Being organized is not only the state of your house but your state of mind. The benefits to becoming more organized in your life are significant: less stress, peace of mind, more confidence, items are in their place, time and money are saved, and more connection with friends and family. We've compiled a list of tips to help you become organized and remain organized in your home and in your life in general.
1) Define what being organized means to you
Everyone's idea of being organized is different. Don't just try to follow what you see on TV and in magazines. Define your version of organized. Is it to have a beautiful, minimal home, is it to have a more efficient working or living space, or is it to have a home that's easier for your family to maintain?
2) Just start
Don't overwhelm yourself by thinking about all the areas you want to organize and declutter. Just start somewhere – pick a spot that perhaps gives you the biggest headache or the area house guests usually see. If you're procrastinating starting because you think it will take way too long, schedule just 15 minutes for the task. This will help you start without a long time commitment. After those 15 minutes are up, you might find that you've gotten in the organizing groove and will work on the task for longer. It's all a matter of starting somewhere, even if it's bit by bit.

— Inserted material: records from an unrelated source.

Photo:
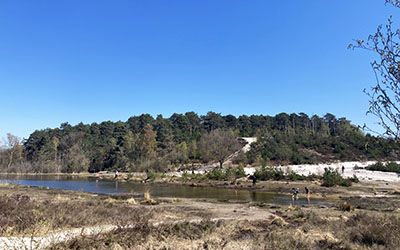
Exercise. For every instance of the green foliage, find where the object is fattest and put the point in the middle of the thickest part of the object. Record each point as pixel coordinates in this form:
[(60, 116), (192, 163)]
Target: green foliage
[(225, 174), (332, 178), (388, 167), (143, 142)]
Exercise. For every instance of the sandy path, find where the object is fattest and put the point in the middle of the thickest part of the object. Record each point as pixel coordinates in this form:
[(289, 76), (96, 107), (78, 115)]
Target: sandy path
[(349, 170)]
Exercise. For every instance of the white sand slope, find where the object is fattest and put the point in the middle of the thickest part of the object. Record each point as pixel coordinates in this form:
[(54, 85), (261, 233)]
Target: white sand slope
[(350, 169)]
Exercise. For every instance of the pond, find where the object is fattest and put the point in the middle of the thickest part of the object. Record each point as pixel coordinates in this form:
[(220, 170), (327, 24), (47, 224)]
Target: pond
[(113, 187)]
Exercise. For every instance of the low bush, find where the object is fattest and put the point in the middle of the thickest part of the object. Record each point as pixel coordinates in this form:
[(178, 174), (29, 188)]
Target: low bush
[(225, 174), (332, 178)]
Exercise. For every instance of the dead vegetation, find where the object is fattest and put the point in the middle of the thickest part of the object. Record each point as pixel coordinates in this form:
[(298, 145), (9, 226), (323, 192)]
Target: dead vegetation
[(291, 229)]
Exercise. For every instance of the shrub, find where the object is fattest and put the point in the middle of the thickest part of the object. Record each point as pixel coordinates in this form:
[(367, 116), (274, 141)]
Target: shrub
[(224, 174)]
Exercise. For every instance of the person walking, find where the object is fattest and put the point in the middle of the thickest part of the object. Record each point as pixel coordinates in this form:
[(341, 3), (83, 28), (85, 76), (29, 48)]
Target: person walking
[(307, 194), (295, 195)]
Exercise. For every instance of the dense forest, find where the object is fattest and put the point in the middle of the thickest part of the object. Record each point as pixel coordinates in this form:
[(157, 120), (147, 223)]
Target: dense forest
[(144, 142)]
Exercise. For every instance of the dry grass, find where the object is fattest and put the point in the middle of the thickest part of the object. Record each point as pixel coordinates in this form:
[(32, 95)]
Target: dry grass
[(29, 215), (303, 229)]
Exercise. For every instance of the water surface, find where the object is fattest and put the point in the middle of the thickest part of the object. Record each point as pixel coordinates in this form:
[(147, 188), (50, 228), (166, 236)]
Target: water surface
[(114, 187)]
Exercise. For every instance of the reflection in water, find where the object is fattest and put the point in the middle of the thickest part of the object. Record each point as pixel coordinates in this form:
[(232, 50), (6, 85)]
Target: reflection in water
[(156, 190)]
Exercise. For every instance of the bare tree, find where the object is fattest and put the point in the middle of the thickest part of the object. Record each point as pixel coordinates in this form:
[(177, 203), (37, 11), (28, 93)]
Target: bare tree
[(218, 145), (385, 94)]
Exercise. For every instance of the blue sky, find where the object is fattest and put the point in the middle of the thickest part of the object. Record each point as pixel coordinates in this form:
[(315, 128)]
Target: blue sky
[(97, 60)]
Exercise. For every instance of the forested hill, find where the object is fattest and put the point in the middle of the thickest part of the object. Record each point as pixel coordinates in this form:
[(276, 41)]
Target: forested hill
[(145, 142)]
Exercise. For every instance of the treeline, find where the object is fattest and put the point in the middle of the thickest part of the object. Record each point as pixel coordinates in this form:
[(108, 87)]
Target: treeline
[(144, 142)]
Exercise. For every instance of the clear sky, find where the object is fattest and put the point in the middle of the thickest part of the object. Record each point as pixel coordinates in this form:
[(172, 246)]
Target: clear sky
[(96, 60)]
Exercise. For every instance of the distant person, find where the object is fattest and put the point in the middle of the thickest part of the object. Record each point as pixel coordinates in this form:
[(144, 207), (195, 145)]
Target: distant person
[(254, 179), (116, 174), (307, 194), (295, 195)]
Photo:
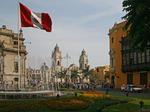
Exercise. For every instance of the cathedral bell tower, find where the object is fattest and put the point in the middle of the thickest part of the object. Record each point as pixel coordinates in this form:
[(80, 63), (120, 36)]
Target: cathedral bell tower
[(56, 59), (83, 61)]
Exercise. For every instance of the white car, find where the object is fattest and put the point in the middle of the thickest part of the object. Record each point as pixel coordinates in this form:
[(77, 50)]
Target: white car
[(131, 88), (123, 87)]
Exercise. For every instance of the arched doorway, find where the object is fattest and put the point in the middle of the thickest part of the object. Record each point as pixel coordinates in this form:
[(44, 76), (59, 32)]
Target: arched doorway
[(112, 81)]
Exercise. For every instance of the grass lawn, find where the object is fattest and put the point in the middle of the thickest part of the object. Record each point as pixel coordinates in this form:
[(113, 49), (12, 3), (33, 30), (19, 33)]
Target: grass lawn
[(83, 102), (131, 106)]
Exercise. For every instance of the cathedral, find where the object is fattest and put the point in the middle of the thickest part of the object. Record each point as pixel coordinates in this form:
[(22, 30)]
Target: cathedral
[(57, 65), (47, 76)]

3) Use your trash can or recycling bin
Don't waste time organizing items you no longer need or never use. If it's unnecessary, get rid of it. Those old magazines you'd like to read “someday”? Recycle them. Receipts laying around that aren't deductible? Shred or throw them away.
4) Tackle the closet
Do you have lots of clothes in your closet but “nothing to wear”? That's a good sign that your closet needs culling. Make it a priority to only have clothes in your closet that you like and fit you now. Donate all the “maybe I'll fit into these later” clothes; scanning over those items every day isn't good for your confidence. If you carry some shame about wasted money when you have clothes that still have tags on them, acknowledge that the money has already been spent and give yourself permission to move on. The bottom line is if you haven't worn the item in a year, donate it.
5) Prep for the morning
Having a routine in the quiet evening hours to prepare for the next day creates a much less hectic morning. Lay out your clothes; prep your front door area with your keys, shoes, and bags for the day (gym, work, school); and gather ingredients for breakfast or lunch.
6) Make your bed and do your dishes
Having an unkempt bed and a pile of dishes not only sets the tone for the house but sets the tone for your day. Get into the habit of making your bed every morning and doing the dishes before you go to bed every night. These simple acts will make a world of difference to how you feel and how your house looks. Plus, doing your dishes every night takes way less time and energy than having to tackle a large pile all at once.
7) Don't "spend to save"
When purchasing items, be very conscious about what you bring into your home. One way to keep a house clear of clutter is not to fall prey to bargain shopping. Clearance sales, garage sales, and flea markets can have some great finds, but the key is to only shop for what's planned/needed. If you go without a list, you can end up buying a lot of things you don't need and undo all your decluttering work.
8) Put it away now
How often are you searching all over your house for an item? Getting into the habit of putting away an item directly after using it is key to keeping an organized home. Taking a moment to put it back in its specific place keeps your house tidy and items easily found later.
9) Learn to store food properly
Being organized is more than what's in your closets and cupboards; it's about habits that save you time, money, and stress. Food waste is both bad for the environment and bad for your wallet. Look up quick tips online for storing your food properly so they last longer, like keeping your berries in mason jars and wrapping your fresh herbs in damp paper towels. You'll find that your refrigerator will be consistently better stocked, and you're spending less time and money at the grocery store replacing rotten food.
10) Delegate and automate
Putting all the responsibility to organize and maintain a household solely on your own shoulders can be exhausting. An organized life is not stuffed full of tasks and responsibilities. Smart delegation is a form of decluttering your life. Try to relieve some of your stress by making a to-do list and finding one or two tasks that you can automate or give to someone else.